Ma doublure

Posté le 8 décembre 2009 dans Divers

Ma conférence en Algérie date déjà du mois de mai dernier. C’était chouette, très chouette. Beaucoup de monde dans la salle. Et beaucoup de questions. C’était sur la communication. Avec mon laïus habituel qui met en évidence la seule règle qui compte en communication, à savoir que l’important n’est pas ce qui est dit, mais bien ce qui est compris. Ou perçu. Dans la séance de questions / réponses, j’ai évoqué ma crainte – et ma certitude – de voir le journalisme disparaître à brève échéance. Plusieurs causes à ce phénomène annoncé, dont une certaine forme de légèreté de la part des journalistes qui, ne vérifiant pas toujours très bien leurs sources, apportent de moins en moins de valeur ajoutée. Soit.
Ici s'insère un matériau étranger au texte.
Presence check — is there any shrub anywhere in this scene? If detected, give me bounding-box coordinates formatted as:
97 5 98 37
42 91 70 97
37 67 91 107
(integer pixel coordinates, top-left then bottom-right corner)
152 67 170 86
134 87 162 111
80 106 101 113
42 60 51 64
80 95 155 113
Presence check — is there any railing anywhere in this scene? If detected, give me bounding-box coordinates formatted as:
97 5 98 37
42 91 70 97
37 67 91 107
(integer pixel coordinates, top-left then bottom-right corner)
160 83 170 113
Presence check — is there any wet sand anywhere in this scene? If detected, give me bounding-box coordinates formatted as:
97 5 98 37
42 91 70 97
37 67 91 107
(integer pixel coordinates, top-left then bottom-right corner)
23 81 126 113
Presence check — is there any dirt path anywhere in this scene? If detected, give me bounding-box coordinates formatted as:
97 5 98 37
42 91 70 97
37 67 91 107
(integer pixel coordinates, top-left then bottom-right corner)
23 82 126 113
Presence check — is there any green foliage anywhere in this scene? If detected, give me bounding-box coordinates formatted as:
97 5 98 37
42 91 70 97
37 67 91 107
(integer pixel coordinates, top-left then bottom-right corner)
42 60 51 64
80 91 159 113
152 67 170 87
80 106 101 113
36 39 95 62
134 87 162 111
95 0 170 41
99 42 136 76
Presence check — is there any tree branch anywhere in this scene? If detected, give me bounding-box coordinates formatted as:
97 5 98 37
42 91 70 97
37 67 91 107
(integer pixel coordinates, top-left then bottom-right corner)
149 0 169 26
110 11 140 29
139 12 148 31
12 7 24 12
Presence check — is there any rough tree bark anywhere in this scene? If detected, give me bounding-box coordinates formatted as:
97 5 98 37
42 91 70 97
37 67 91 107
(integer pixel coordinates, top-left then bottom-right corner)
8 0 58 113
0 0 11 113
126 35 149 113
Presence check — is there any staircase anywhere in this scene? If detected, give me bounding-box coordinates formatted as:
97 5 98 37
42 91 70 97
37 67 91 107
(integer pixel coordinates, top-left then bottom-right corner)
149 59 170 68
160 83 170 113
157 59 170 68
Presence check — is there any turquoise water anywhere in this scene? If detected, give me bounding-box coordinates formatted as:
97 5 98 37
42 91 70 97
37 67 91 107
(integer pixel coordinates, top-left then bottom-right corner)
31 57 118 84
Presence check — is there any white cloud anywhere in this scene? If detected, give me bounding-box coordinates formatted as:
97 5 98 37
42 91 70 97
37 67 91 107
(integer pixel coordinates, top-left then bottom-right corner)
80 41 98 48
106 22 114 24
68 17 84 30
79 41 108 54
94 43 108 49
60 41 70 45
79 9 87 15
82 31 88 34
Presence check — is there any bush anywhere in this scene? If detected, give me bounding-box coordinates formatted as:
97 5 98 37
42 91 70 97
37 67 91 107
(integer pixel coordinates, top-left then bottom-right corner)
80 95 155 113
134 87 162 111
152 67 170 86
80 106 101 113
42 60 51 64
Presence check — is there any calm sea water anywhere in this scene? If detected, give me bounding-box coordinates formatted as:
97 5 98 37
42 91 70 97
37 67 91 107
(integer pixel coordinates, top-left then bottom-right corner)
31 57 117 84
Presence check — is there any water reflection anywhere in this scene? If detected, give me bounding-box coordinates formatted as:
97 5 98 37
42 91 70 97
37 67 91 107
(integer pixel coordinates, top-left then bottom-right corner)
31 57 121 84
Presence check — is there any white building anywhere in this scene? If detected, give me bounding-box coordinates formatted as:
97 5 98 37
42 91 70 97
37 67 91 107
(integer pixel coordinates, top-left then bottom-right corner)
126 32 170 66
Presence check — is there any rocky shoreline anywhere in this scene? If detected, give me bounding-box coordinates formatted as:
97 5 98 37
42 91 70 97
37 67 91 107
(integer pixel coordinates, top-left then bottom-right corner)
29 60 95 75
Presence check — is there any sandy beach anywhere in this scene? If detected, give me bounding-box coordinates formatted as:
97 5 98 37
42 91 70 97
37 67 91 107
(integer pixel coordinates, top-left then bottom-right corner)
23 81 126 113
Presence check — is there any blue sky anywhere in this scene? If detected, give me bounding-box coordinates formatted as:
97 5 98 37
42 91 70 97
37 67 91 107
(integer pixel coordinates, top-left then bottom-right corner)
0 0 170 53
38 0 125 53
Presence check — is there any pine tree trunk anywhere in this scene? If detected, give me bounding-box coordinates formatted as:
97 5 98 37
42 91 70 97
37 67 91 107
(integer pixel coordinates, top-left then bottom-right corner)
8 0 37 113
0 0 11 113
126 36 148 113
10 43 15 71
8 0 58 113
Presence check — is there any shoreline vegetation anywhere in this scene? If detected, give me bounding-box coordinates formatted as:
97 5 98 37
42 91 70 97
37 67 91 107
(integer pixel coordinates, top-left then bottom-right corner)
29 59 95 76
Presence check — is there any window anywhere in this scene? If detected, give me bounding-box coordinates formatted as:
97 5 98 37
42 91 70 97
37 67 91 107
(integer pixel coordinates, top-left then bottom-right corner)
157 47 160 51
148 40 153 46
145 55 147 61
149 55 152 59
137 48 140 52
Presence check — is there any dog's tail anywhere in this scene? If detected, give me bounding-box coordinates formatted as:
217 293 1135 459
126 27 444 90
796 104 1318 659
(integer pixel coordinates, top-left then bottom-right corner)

Je viens de recevoir quelques coupures de presse. Parmi celles-ci, celle d’Algérie News, où le journaliste reprend précisément certaines de mes affirmations, faisant d’ailleurs de celle que j’évoque ci-dessus le sous-titre de son article, avec une belle faute au passage : “Dans une quinzaine d’années, ont (sic !) risque de voir disparaître certains médias classiques”. Mais à l’évidence, le journaliste ne disposait pas d’appareil photo. Qu’à cela ne tienne, se dit-il, on est dans l’ère de l’électronique, le conférencier a suffisamment insisté là-dessus avec son “Homo Connectus”

Google est là pour cela. Il tape Pierre Guilbert, trouve plusieurs photos, et choisit sans doute celle qui est la plus belle. En l’occurrence celle de mon ami et client Lorenzo, lequel avait témoigné de mes formations dans mon site Web. Bien sûr, je peux me satisfaire d’une doublure, au cas où mes proches considéreraient que l’Algérie est devenue vraiment trop dangereuse. Mais ce que je trouve le plus chouette, c’est cette magnifique illustration du manque de vérification de l’info par les journalistes. Tel est pris en défaut qui croyait prendre en photo.